During the follow up period, significant risk factors for future aneurysm rupture by univariable analysis include current smoking, alcohol consumption, volume, aspect ratio maximum, the bottleneck factor and VOR. Maximal diameter failed to reach significance as a continuous variable for risk of future rupture. Multivariable analysis demonstrated independent risk factors for aneurysm rupture included current smoking, location in AcommA and aneurysm volume. Since most of the ruptured aneurysms were small size (median diameter 4mm), UIA indices were poor predictors for future rupture when treated as categorical variables. Only UIA volume of 63 mm or more was an independent risk factor for SAH. During the follow up period the estimated annual growth rate for UIA was 0.31 +- 0.86 mm. There was rate of aneurysm growth was higher in the rupture intracranial aneurysm group compared to the UIA group. Current smokers exhibited higher UIA growth rates during follow up when compared to non-smokers or ex-smokers. Aneurysm growth rates did not correlate significantly with baseline UIA indices or any risk factor other than smoking.

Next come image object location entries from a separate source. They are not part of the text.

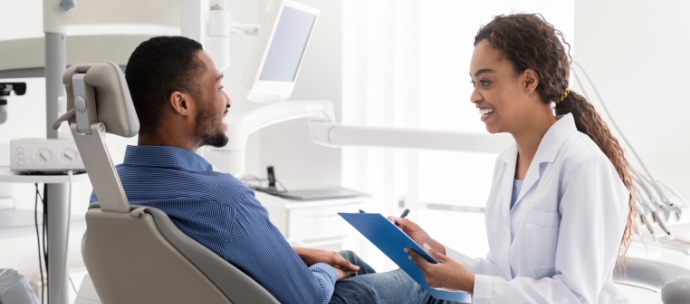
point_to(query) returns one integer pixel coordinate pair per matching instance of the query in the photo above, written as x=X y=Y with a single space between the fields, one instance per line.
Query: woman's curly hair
x=529 y=42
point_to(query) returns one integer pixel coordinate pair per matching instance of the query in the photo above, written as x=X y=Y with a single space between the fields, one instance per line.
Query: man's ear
x=530 y=81
x=180 y=102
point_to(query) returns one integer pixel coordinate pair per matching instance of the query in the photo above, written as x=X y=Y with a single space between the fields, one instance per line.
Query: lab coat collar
x=547 y=151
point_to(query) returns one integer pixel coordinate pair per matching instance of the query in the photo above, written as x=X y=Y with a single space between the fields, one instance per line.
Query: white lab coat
x=559 y=242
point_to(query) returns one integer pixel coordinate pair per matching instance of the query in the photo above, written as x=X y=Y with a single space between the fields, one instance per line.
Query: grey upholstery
x=233 y=284
x=673 y=282
x=136 y=254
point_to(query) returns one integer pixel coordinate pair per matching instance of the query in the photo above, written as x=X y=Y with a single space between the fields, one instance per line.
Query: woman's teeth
x=485 y=112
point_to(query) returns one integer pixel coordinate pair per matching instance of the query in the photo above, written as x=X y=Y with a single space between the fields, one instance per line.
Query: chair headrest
x=98 y=92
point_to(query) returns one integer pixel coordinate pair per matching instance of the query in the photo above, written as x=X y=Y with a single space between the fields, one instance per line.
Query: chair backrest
x=136 y=254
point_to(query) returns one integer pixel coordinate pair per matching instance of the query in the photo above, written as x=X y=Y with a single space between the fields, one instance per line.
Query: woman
x=560 y=210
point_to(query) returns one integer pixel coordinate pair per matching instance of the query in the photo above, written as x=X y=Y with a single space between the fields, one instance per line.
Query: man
x=180 y=102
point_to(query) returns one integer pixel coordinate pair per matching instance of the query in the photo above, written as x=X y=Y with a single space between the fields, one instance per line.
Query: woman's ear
x=530 y=81
x=180 y=103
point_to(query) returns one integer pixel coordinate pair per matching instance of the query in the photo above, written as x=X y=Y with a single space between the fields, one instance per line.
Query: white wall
x=636 y=53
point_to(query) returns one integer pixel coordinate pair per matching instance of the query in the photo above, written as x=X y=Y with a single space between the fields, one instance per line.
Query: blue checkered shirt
x=221 y=213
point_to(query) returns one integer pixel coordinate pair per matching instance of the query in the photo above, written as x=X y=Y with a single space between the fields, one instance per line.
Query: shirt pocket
x=543 y=237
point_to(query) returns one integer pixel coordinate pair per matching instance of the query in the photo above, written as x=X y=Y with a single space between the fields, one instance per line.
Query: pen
x=403 y=215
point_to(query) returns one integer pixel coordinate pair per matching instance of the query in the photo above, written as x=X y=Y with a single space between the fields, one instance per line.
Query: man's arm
x=257 y=248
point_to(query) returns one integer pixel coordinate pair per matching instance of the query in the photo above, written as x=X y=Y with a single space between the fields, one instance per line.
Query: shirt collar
x=551 y=142
x=165 y=156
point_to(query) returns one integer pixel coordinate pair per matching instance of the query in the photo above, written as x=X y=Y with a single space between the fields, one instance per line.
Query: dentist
x=560 y=213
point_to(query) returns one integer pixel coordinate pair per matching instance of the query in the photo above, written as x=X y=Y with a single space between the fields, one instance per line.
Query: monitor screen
x=288 y=44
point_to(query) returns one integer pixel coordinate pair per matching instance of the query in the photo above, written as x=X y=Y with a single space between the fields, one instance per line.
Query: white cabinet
x=312 y=224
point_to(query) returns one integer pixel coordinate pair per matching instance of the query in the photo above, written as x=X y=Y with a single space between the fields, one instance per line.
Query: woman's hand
x=416 y=233
x=447 y=274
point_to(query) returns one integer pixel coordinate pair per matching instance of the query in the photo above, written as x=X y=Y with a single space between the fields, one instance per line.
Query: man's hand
x=312 y=256
x=343 y=274
x=447 y=274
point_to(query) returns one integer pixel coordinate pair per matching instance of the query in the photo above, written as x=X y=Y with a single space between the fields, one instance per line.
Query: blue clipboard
x=392 y=241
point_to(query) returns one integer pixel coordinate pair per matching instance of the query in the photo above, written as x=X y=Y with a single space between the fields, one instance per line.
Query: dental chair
x=135 y=254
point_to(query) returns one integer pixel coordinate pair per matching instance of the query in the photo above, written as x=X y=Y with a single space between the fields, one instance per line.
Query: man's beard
x=210 y=128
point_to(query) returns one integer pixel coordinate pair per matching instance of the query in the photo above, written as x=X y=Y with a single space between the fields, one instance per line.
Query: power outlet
x=44 y=155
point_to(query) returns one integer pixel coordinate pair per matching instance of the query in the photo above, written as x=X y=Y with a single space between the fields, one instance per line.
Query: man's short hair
x=157 y=68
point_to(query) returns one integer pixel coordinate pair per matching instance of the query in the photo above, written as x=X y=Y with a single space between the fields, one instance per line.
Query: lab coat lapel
x=509 y=159
x=502 y=235
x=547 y=151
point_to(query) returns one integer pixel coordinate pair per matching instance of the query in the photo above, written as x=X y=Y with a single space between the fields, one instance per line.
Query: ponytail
x=588 y=121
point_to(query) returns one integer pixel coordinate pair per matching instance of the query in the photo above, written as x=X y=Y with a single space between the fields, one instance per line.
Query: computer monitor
x=280 y=46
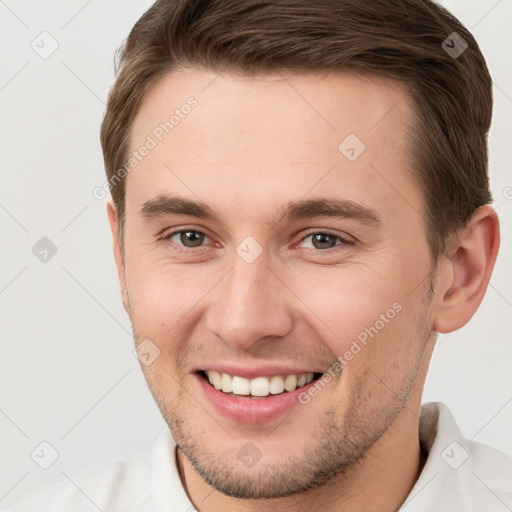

In summary, baseline measurements of aneurysm volume, bottleneck factor and VOR are continuous variables, and the max aneurysm diameter (>=7mm) as a categorical variable, are independent risk factors for future UIA rupture. Other factors for rupture include smoking, age and ACommA. Growth of an aneurysm is likely associated with aneurysm rupture. The multiple morphological UIA parameters presently discussed do no seem to offer much benefit when estimated the long-term risk of UIA rupture and when performed after rupture, they cannot be used in prediction models.